Ransomware Threatens to Assimilate Other Cybercrime
Security research firm Sophos released an interesting and worrying report in early November 2021. The five-second takeaway from the threat report published by Sophos is that ransomware is starting to behave like a supermassive black hole, sucking into its bosom all other cyber threat actors and activities and forming one massive cluster whose ultimate goal is the delivery of ransomware.
It is no secret that ransomware has been the most lucrative form of cybercrime for a good few years now. Ransomware payouts are climbing ever higher every year. The figures for 2021 aren't out in full yet but the previous annual increase in the absolute number of ransomware attacks showed growth of 300%.

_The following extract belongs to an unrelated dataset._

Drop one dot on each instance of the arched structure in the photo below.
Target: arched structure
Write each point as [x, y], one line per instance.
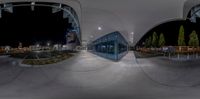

The entire landscape of organized cybercrime is shifting and changing as a result of the power and draw of ransomware attacks, Sophos reported. Just like crypto mining is using up the world's entire supply of graphics cards, ransomware is gradually sucking in everyone who deals in organized cybercrime.
Sophos predicted that ransomware will simultaneously become more modular and more homogenized. In this sense, more and more groups of threat actors will provide specific services to the wider ransomware sector. At the same time, large ransomware actors would also provide what Sophos calls "playbooks", so ransomware affiliates can execute attacks that are similar in structure.
Ransomware is already highly compartmentalized, with different groups offering to sell backdoors and network infiltration tools, with others responsible for payload delivery, all of them acting as worker bees for the top-level group that develops the ransomware in question and maintains its infrastructure and servers.
Another scary thing to consider is that certain influential ransomware groups now have the money and power to directly purchase zero-day vulnerabilities to abuse in infiltrating targets. This was previously something that only state-backed advanced persistent threat actors had the resources to obtain. With ransomware gangs getting rich enough to shop for dangerous zero-days the threat landscape is getting what Sophos called "distorted".
How ransomware trends develop in 2022 remains to be seen, but one thing is certain - the battle to stay ahead of ransomware-focused threat actors is not going to be getting any easier.